All too soon our week in Bali was over. As you probably know we were (occasionally) trying to be savvy backpackers by saving a few penny’s so booked a 37 hour, 4 flight round trip from Bali to London calling at KL, Iran, Turkey & then London. At the time it saved us £300, did we hate our life decisions halfway through said journey, you bets it! The first 3-hour flight went without a hitch and we arrived in KL for an 8 hour stopover complete with multiple floor naps and a Burger King.
Our second flight was possibly the strangest I’ve ever had. A fight broke out between four grown men just before we got on the plane and the airport staff just sat back and watched it unfold. We then boarded, when an old man determined to use the toilet during takeoff pushed the air stewardess nearly earning him instant evacuation and getting the whole flight cancelled. Just as everyone settled down 8 or so guys at the back start clapping and dancing down the aisles.. rendering any chance of being able to hear my newly downloaded Bride Wars pretty slim.

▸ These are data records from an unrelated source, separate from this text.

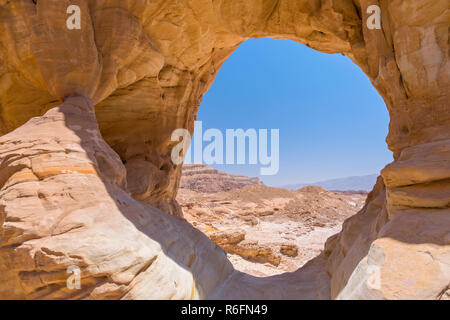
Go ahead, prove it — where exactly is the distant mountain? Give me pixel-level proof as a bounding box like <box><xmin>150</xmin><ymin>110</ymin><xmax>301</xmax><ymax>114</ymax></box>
<box><xmin>283</xmin><ymin>174</ymin><xmax>378</xmax><ymax>191</ymax></box>
<box><xmin>180</xmin><ymin>164</ymin><xmax>264</xmax><ymax>193</ymax></box>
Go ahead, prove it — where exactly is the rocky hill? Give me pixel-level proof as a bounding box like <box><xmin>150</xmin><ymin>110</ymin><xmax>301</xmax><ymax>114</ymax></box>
<box><xmin>177</xmin><ymin>165</ymin><xmax>366</xmax><ymax>276</ymax></box>
<box><xmin>180</xmin><ymin>164</ymin><xmax>263</xmax><ymax>193</ymax></box>
<box><xmin>0</xmin><ymin>0</ymin><xmax>450</xmax><ymax>299</ymax></box>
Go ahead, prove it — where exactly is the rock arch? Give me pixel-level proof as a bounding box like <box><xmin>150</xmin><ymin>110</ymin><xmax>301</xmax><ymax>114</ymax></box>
<box><xmin>0</xmin><ymin>0</ymin><xmax>450</xmax><ymax>299</ymax></box>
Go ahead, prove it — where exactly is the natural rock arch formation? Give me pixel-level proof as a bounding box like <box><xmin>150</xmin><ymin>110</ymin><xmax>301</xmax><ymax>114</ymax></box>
<box><xmin>0</xmin><ymin>0</ymin><xmax>450</xmax><ymax>299</ymax></box>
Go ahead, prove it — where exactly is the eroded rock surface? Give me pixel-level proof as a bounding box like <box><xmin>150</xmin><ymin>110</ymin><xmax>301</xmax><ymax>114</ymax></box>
<box><xmin>177</xmin><ymin>171</ymin><xmax>367</xmax><ymax>276</ymax></box>
<box><xmin>0</xmin><ymin>0</ymin><xmax>450</xmax><ymax>299</ymax></box>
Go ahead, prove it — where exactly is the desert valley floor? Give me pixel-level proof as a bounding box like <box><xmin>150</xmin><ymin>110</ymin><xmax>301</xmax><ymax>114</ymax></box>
<box><xmin>177</xmin><ymin>164</ymin><xmax>367</xmax><ymax>277</ymax></box>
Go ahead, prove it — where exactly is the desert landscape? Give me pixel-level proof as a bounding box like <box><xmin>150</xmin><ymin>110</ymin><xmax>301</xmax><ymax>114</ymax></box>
<box><xmin>177</xmin><ymin>164</ymin><xmax>367</xmax><ymax>276</ymax></box>
<box><xmin>0</xmin><ymin>0</ymin><xmax>450</xmax><ymax>300</ymax></box>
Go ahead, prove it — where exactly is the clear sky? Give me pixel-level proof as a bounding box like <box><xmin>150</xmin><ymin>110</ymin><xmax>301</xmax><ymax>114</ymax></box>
<box><xmin>192</xmin><ymin>38</ymin><xmax>392</xmax><ymax>186</ymax></box>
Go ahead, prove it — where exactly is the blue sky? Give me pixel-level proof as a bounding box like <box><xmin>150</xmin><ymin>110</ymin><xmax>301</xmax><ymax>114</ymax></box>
<box><xmin>192</xmin><ymin>38</ymin><xmax>392</xmax><ymax>186</ymax></box>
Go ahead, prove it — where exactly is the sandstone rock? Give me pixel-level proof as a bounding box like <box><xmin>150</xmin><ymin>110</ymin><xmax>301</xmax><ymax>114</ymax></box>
<box><xmin>0</xmin><ymin>0</ymin><xmax>450</xmax><ymax>299</ymax></box>
<box><xmin>280</xmin><ymin>244</ymin><xmax>298</xmax><ymax>257</ymax></box>
<box><xmin>177</xmin><ymin>182</ymin><xmax>366</xmax><ymax>276</ymax></box>
<box><xmin>180</xmin><ymin>164</ymin><xmax>263</xmax><ymax>193</ymax></box>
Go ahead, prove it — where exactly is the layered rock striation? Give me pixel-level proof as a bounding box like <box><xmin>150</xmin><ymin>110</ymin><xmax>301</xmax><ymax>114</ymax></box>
<box><xmin>0</xmin><ymin>0</ymin><xmax>450</xmax><ymax>299</ymax></box>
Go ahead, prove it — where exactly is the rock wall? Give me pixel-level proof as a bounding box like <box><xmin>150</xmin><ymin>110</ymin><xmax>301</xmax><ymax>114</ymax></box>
<box><xmin>0</xmin><ymin>0</ymin><xmax>450</xmax><ymax>299</ymax></box>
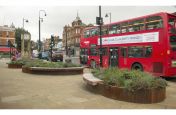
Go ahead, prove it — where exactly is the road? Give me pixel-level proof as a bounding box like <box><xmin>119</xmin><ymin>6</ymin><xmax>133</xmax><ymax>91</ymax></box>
<box><xmin>0</xmin><ymin>60</ymin><xmax>176</xmax><ymax>109</ymax></box>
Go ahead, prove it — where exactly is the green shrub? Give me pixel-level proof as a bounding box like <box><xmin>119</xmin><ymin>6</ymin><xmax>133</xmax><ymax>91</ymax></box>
<box><xmin>92</xmin><ymin>68</ymin><xmax>167</xmax><ymax>91</ymax></box>
<box><xmin>24</xmin><ymin>60</ymin><xmax>80</xmax><ymax>68</ymax></box>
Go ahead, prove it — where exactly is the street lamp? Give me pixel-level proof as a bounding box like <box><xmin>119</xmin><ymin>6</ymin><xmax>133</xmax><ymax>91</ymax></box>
<box><xmin>21</xmin><ymin>18</ymin><xmax>29</xmax><ymax>56</ymax></box>
<box><xmin>39</xmin><ymin>10</ymin><xmax>46</xmax><ymax>58</ymax></box>
<box><xmin>105</xmin><ymin>12</ymin><xmax>111</xmax><ymax>23</ymax></box>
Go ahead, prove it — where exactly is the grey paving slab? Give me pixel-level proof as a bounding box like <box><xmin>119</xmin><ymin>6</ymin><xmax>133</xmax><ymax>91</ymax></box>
<box><xmin>0</xmin><ymin>59</ymin><xmax>176</xmax><ymax>109</ymax></box>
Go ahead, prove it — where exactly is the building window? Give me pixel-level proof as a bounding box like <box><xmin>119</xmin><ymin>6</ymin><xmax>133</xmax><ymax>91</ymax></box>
<box><xmin>0</xmin><ymin>32</ymin><xmax>2</xmax><ymax>37</ymax></box>
<box><xmin>109</xmin><ymin>24</ymin><xmax>120</xmax><ymax>34</ymax></box>
<box><xmin>121</xmin><ymin>22</ymin><xmax>128</xmax><ymax>33</ymax></box>
<box><xmin>84</xmin><ymin>30</ymin><xmax>90</xmax><ymax>38</ymax></box>
<box><xmin>99</xmin><ymin>48</ymin><xmax>108</xmax><ymax>56</ymax></box>
<box><xmin>90</xmin><ymin>28</ymin><xmax>99</xmax><ymax>36</ymax></box>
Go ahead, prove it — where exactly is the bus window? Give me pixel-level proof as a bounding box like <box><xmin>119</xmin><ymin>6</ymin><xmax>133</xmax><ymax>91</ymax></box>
<box><xmin>168</xmin><ymin>18</ymin><xmax>176</xmax><ymax>34</ymax></box>
<box><xmin>121</xmin><ymin>22</ymin><xmax>128</xmax><ymax>33</ymax></box>
<box><xmin>128</xmin><ymin>46</ymin><xmax>143</xmax><ymax>58</ymax></box>
<box><xmin>90</xmin><ymin>28</ymin><xmax>99</xmax><ymax>36</ymax></box>
<box><xmin>146</xmin><ymin>16</ymin><xmax>163</xmax><ymax>30</ymax></box>
<box><xmin>170</xmin><ymin>35</ymin><xmax>176</xmax><ymax>51</ymax></box>
<box><xmin>80</xmin><ymin>48</ymin><xmax>88</xmax><ymax>55</ymax></box>
<box><xmin>102</xmin><ymin>26</ymin><xmax>108</xmax><ymax>35</ymax></box>
<box><xmin>90</xmin><ymin>48</ymin><xmax>98</xmax><ymax>56</ymax></box>
<box><xmin>128</xmin><ymin>19</ymin><xmax>145</xmax><ymax>32</ymax></box>
<box><xmin>109</xmin><ymin>24</ymin><xmax>120</xmax><ymax>34</ymax></box>
<box><xmin>99</xmin><ymin>48</ymin><xmax>108</xmax><ymax>56</ymax></box>
<box><xmin>144</xmin><ymin>46</ymin><xmax>152</xmax><ymax>57</ymax></box>
<box><xmin>90</xmin><ymin>44</ymin><xmax>98</xmax><ymax>56</ymax></box>
<box><xmin>121</xmin><ymin>47</ymin><xmax>127</xmax><ymax>58</ymax></box>
<box><xmin>84</xmin><ymin>30</ymin><xmax>90</xmax><ymax>38</ymax></box>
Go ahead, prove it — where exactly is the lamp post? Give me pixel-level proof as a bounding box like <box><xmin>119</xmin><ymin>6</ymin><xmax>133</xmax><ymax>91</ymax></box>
<box><xmin>21</xmin><ymin>18</ymin><xmax>29</xmax><ymax>57</ymax></box>
<box><xmin>105</xmin><ymin>12</ymin><xmax>111</xmax><ymax>23</ymax></box>
<box><xmin>38</xmin><ymin>10</ymin><xmax>46</xmax><ymax>58</ymax></box>
<box><xmin>65</xmin><ymin>26</ymin><xmax>68</xmax><ymax>56</ymax></box>
<box><xmin>99</xmin><ymin>6</ymin><xmax>103</xmax><ymax>67</ymax></box>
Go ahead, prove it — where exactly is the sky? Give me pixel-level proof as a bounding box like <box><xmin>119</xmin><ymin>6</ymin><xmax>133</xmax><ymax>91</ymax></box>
<box><xmin>0</xmin><ymin>0</ymin><xmax>176</xmax><ymax>41</ymax></box>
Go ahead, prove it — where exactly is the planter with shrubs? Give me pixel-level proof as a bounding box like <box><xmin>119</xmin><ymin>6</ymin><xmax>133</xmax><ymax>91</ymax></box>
<box><xmin>22</xmin><ymin>60</ymin><xmax>83</xmax><ymax>75</ymax></box>
<box><xmin>7</xmin><ymin>59</ymin><xmax>25</xmax><ymax>68</ymax></box>
<box><xmin>87</xmin><ymin>68</ymin><xmax>167</xmax><ymax>103</ymax></box>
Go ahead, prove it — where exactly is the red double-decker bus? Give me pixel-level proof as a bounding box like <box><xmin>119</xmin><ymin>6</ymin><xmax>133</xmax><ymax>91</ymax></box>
<box><xmin>80</xmin><ymin>12</ymin><xmax>176</xmax><ymax>77</ymax></box>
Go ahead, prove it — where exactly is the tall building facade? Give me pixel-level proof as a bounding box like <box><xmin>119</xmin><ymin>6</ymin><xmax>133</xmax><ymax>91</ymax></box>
<box><xmin>62</xmin><ymin>14</ymin><xmax>93</xmax><ymax>55</ymax></box>
<box><xmin>0</xmin><ymin>24</ymin><xmax>15</xmax><ymax>46</ymax></box>
<box><xmin>43</xmin><ymin>36</ymin><xmax>62</xmax><ymax>50</ymax></box>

Sleeping on the floor in Iran
On arrival in Iran, we got called to a transfer area where we were ensured our bags would be sent directly to our next plane with no need for us to check in or out. Great! Yeah not so great, they took our passports and we were then left in a holding area to sit/lie on a freezing cold floor to wait to be called for our flight which wasn’t for another 6 hours. Did I mention it was 7 degrees and there was nothing to eat or drink? Oh, & we had two more flights to go…
The last two flights went fairly smoothly and in no time at all (around 10 hours) our feet were planted back on British soil. We’d taken a valium on the last plane journey so we could get a quick nap in before tackling the rest of our jet-lagged afternoon. The valium didn’t work on the plane, what it did do was kick in the minute we went off in search of our luggage. We then discovered that Dem’s backpack featuring the hard drive and my makeup bag was missing…
What a welcome back to grey old London….but nothing a cup of good old British tea wouldn’t fix!